C.H. Robinson Worldwide might not be well understood even in its hometown.
When Chief Executive Bob Biesterfeld meets people around the Twin Cities, he told me last week, and says where he works, he is often told: "Oh, I've seen your trucks."
No one has seen C.H. Robinson's trucks. They don't exist.
But their boxes do, big container boxes that fit on the ships, trains and trucks of other companies.
C.H. Robinson books freight for its thousands of customers, in its boxes or those of other firms. That includes boatloads from China, where efforts to contain an outbreak of a new form of virus has thoroughly disrupted everyday life and the economy.

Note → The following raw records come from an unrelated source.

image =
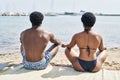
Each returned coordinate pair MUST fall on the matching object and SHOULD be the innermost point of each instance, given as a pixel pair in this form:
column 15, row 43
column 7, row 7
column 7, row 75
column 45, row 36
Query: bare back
column 85, row 40
column 34, row 42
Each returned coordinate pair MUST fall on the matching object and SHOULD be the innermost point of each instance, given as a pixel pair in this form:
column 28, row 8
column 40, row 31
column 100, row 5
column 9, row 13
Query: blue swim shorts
column 42, row 64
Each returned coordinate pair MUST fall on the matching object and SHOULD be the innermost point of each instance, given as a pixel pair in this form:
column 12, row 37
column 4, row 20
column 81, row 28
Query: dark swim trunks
column 87, row 65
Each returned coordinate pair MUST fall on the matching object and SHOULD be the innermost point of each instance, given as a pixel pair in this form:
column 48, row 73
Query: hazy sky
column 99, row 6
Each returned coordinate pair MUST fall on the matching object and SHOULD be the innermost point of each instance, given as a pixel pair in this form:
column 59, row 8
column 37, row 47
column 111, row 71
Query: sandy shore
column 112, row 61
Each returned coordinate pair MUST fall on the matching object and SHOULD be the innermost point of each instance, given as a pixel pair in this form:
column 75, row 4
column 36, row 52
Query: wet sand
column 112, row 62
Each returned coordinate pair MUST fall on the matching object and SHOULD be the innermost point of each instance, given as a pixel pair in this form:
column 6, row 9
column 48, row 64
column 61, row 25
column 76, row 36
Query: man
column 88, row 42
column 34, row 42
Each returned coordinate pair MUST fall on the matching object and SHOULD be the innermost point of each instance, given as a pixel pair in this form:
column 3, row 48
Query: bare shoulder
column 97, row 35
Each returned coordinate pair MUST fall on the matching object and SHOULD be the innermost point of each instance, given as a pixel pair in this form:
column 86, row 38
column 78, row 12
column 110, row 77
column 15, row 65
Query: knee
column 67, row 51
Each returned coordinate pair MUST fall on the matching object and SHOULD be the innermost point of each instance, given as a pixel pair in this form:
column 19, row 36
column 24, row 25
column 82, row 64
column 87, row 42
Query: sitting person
column 33, row 44
column 88, row 42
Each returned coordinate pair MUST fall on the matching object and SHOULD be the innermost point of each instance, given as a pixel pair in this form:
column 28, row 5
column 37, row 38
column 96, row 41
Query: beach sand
column 112, row 62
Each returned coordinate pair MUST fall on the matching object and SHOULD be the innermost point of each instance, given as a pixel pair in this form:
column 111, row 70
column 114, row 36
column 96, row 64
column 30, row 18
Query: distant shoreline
column 55, row 14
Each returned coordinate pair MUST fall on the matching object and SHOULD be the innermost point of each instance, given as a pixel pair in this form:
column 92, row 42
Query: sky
column 96, row 6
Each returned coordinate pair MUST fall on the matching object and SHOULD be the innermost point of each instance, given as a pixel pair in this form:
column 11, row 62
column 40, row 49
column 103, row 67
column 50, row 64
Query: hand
column 63, row 45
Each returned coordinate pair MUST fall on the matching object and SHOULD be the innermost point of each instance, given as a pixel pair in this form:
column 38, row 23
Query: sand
column 112, row 62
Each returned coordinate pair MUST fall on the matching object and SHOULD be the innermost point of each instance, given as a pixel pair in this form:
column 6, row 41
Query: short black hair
column 88, row 19
column 36, row 18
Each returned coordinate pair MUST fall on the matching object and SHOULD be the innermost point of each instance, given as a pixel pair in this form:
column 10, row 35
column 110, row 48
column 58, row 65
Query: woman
column 88, row 42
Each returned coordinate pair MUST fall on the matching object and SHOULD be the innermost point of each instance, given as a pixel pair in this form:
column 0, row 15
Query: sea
column 62, row 26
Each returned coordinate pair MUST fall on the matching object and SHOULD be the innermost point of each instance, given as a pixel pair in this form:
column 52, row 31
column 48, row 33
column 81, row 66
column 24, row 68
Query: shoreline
column 111, row 63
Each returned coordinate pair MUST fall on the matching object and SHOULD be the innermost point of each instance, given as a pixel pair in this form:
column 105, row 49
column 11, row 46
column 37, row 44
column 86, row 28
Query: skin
column 34, row 42
column 81, row 40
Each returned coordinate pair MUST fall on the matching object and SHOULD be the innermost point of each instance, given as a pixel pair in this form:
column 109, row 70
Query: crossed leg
column 100, row 60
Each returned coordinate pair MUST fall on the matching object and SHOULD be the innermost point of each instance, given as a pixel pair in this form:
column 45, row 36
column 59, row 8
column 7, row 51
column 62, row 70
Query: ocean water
column 62, row 26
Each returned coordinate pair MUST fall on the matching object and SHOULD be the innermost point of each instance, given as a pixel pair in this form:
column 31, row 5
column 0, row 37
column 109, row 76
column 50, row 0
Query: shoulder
column 78, row 34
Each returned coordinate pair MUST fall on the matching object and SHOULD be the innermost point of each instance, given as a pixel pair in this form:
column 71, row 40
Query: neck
column 35, row 27
column 87, row 29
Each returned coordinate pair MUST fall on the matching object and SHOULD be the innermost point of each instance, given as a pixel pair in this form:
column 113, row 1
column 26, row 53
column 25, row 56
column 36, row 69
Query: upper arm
column 101, row 46
column 21, row 35
column 72, row 43
column 53, row 39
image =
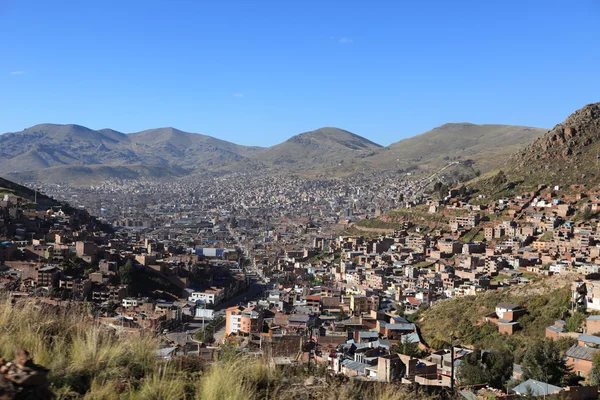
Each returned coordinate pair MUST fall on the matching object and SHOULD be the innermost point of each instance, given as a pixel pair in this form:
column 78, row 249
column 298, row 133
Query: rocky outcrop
column 21, row 379
column 570, row 146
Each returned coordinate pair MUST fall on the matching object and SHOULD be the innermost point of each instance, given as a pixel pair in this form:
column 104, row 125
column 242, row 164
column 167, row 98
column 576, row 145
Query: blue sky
column 258, row 72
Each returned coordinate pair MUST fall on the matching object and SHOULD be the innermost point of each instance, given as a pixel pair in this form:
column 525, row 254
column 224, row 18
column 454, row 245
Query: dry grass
column 90, row 362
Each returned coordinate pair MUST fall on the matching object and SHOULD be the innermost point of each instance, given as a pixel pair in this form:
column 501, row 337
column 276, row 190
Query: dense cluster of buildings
column 342, row 299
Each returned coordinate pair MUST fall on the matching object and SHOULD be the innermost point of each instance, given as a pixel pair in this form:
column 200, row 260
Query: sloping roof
column 555, row 328
column 298, row 318
column 537, row 388
column 165, row 352
column 581, row 352
column 354, row 365
column 401, row 327
column 411, row 338
column 368, row 334
column 589, row 339
column 508, row 306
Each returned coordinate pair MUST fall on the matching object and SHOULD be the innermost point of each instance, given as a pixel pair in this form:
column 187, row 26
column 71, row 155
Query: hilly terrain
column 316, row 150
column 486, row 146
column 79, row 155
column 79, row 151
column 567, row 154
column 13, row 189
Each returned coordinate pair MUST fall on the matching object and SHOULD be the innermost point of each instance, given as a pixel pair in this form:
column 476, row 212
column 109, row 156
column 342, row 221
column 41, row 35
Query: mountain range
column 76, row 154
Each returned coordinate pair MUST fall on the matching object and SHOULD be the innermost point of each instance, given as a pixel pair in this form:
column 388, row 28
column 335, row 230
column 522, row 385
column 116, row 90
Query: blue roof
column 589, row 339
column 555, row 328
column 537, row 388
column 402, row 327
column 368, row 334
column 411, row 338
column 517, row 369
column 354, row 365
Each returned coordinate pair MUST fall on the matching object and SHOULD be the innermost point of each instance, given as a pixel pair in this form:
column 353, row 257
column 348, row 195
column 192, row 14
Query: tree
column 471, row 370
column 573, row 323
column 594, row 375
column 340, row 316
column 499, row 365
column 127, row 273
column 586, row 213
column 543, row 362
column 407, row 348
column 493, row 368
column 499, row 179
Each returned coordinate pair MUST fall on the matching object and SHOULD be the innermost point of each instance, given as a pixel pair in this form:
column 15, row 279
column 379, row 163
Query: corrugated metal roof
column 555, row 328
column 589, row 339
column 537, row 388
column 581, row 352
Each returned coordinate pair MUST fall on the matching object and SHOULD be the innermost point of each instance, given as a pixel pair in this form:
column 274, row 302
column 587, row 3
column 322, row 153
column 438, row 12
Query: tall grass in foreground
column 91, row 362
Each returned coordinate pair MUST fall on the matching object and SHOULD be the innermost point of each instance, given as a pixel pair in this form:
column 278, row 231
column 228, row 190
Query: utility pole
column 452, row 363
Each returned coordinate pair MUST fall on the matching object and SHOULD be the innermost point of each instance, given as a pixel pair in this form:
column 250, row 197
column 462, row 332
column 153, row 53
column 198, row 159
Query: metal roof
column 537, row 388
column 589, row 339
column 581, row 352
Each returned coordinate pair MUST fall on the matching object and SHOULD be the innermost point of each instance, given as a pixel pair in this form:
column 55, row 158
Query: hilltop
column 72, row 147
column 565, row 155
column 13, row 189
column 316, row 149
column 485, row 145
column 80, row 155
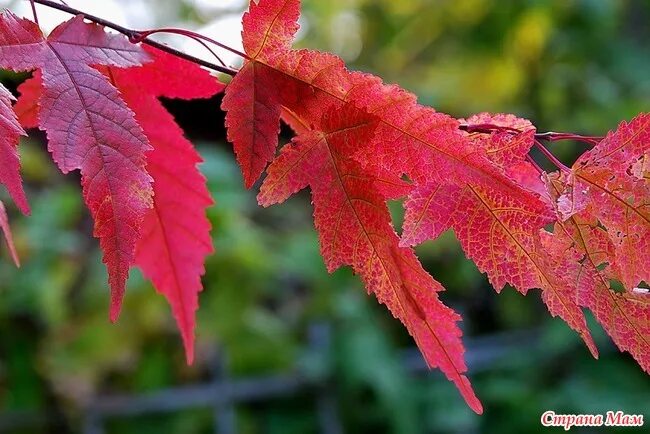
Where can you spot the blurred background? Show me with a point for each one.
(283, 347)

It hadn't been a great couple of years for people who manufacture globally even before the coronavirus. Yet Biesterfeld called all this "ripples," not the kind of tsunami that would cause executives to rethink where they get their products and materials. The basic premise of trade — the whole system gets more efficient and produces more if products get made in the right place — makes as much sense as ever.

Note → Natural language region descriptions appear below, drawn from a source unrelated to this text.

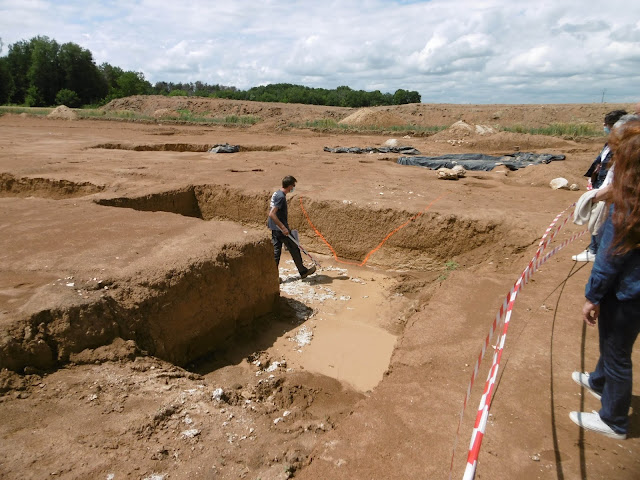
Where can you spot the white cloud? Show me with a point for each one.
(502, 51)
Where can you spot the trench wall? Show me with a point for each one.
(178, 317)
(352, 231)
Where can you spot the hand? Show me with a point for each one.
(590, 313)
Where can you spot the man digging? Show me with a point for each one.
(279, 225)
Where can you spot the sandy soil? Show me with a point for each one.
(145, 333)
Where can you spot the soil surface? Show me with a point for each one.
(146, 333)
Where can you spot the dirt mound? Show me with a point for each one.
(164, 113)
(369, 116)
(64, 113)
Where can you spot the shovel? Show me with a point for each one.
(293, 235)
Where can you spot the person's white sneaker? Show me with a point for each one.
(585, 256)
(582, 379)
(593, 422)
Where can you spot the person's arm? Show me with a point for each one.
(276, 220)
(590, 313)
(602, 194)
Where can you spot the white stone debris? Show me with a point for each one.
(274, 366)
(303, 336)
(451, 173)
(559, 183)
(191, 433)
(217, 394)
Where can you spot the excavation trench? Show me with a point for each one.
(12, 186)
(329, 227)
(350, 314)
(352, 311)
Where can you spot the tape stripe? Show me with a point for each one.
(501, 322)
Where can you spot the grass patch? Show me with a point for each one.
(182, 116)
(331, 124)
(39, 111)
(559, 130)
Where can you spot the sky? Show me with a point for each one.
(449, 51)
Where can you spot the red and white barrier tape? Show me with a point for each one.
(503, 316)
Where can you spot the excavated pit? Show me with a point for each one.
(185, 312)
(179, 288)
(431, 240)
(12, 186)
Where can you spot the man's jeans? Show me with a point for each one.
(618, 327)
(278, 239)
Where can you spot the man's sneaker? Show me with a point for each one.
(585, 256)
(593, 422)
(582, 379)
(308, 272)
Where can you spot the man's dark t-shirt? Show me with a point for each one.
(278, 200)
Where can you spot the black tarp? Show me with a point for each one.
(400, 150)
(224, 148)
(479, 161)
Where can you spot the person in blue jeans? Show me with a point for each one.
(597, 173)
(613, 292)
(278, 222)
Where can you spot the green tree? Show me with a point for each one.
(18, 62)
(7, 86)
(110, 75)
(43, 73)
(69, 98)
(80, 74)
(132, 83)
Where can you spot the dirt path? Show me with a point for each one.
(359, 371)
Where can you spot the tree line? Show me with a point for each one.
(41, 72)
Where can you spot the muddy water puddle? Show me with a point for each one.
(347, 334)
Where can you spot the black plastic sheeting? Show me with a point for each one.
(400, 150)
(224, 148)
(479, 161)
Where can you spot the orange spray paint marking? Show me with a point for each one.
(374, 250)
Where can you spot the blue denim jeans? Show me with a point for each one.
(593, 246)
(618, 328)
(278, 239)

C.H. Robinson stands astride global trade like no other company in the Twin Cities. It grew out of its roots as a fruit-and-vegetable broker more than 100 years ago to become the leader in what's now called third-party logistics.
It blossomed just as the most recent wave of increased globalization swelled. All that term globalization means, by the way, is businesses choosing to work with other businesses on the other side of a national border.